John Wesley (prononcé /dʒɒn wɛs.li/), né le 28 juin (17 juin a.s.) 1703 et mort le 2 mars 1791, est un ecclésiastique, théologien et évangélisateur anglais qui fut le déclencheur d'un mouvement de réveil au sein de l'Église d'Angleterre, connu sous le nom de méthodisme.
À l'université d'Oxford, John Wesley présidait le « Holy Club », une société créée dans le but d'étudier et de poursuivre une vie chrétienne dévote, qui avait été fondée par son frère Charles et comptait George Whitefield parmi ses membres. Ordonné prêtre anglican en 1728, il connaît d'abord un ministère infructueux de deux ans à Savannah en Géorgie, puis revient à Londres où il rejoint une société religieuse dirigée par les Frères moraves. Le 24 mai 1738, il connaît une expérience spirituelle au cours de laquelle il sent son cœur « étrangement réchauffé ». Il quitte ensuite les Moraves, commençant son propre ministère.

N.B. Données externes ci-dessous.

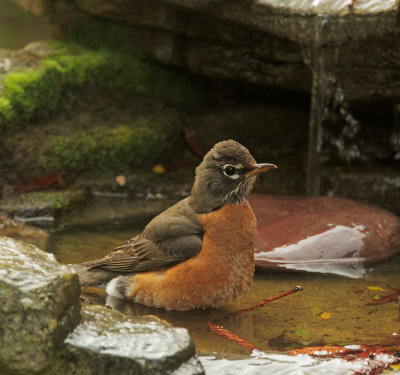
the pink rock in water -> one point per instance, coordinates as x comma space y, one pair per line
322, 234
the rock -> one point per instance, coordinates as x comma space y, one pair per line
107, 339
329, 235
39, 306
41, 208
31, 234
254, 41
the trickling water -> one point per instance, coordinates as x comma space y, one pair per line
322, 61
328, 106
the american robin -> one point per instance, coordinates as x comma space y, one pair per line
197, 253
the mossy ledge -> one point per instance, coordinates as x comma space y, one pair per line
66, 69
103, 149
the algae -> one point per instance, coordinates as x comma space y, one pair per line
103, 149
39, 201
66, 69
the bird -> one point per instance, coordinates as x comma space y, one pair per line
199, 252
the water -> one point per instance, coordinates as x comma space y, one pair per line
329, 109
278, 326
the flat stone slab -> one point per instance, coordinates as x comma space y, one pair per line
322, 234
107, 339
39, 306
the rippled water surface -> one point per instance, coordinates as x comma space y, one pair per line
296, 320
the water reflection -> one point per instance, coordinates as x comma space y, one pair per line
322, 252
275, 326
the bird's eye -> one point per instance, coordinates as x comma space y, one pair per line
231, 171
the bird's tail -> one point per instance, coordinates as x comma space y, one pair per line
94, 276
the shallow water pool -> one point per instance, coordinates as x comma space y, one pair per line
331, 310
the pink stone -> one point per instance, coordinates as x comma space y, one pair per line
322, 234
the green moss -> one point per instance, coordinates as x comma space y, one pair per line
34, 92
50, 202
102, 149
68, 69
7, 113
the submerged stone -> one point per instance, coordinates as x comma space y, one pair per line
107, 339
39, 306
41, 208
322, 234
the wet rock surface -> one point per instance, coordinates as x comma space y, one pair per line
255, 41
41, 208
332, 235
39, 306
107, 339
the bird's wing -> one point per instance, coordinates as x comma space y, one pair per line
167, 240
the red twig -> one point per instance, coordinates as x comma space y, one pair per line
221, 331
392, 297
227, 335
262, 303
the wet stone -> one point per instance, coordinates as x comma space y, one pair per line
41, 208
39, 306
322, 234
107, 339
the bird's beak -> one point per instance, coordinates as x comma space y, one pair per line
260, 168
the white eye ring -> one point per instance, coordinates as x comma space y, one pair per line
230, 171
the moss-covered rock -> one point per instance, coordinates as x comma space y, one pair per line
102, 148
65, 69
41, 208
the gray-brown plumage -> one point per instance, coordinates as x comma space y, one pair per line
226, 175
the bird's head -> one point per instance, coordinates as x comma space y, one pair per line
226, 174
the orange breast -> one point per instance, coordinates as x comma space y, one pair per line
222, 270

La prédication itinérante, parfois en plein air, a été l'une des clés du développement de son ministère. Sillonnant la Grande-Bretagne et l'Irlande, il forme de petits groupes de chrétiens engagés qui développent leur propre processus d'instruction et d'adhésion religieuse et il confie à des évangélistes laïcs itinérants le soin d'accompagner ces groupes, cela sans rompre avec l'Église d'Angleterre et en insistant au contraire sur le fait que le mouvement méthodiste s'inscrit bien dans sa tradition. Sa prédication n'est cependant pas toujours bien reçue par les pasteurs anglicans et il lui sera interdit de prêcher dans de nombreuses églises paroissiales - ce qui l'incitera d'autant plus à prêcher en plein air. C'est ainsi que les méthodistes furent parfois persécutés.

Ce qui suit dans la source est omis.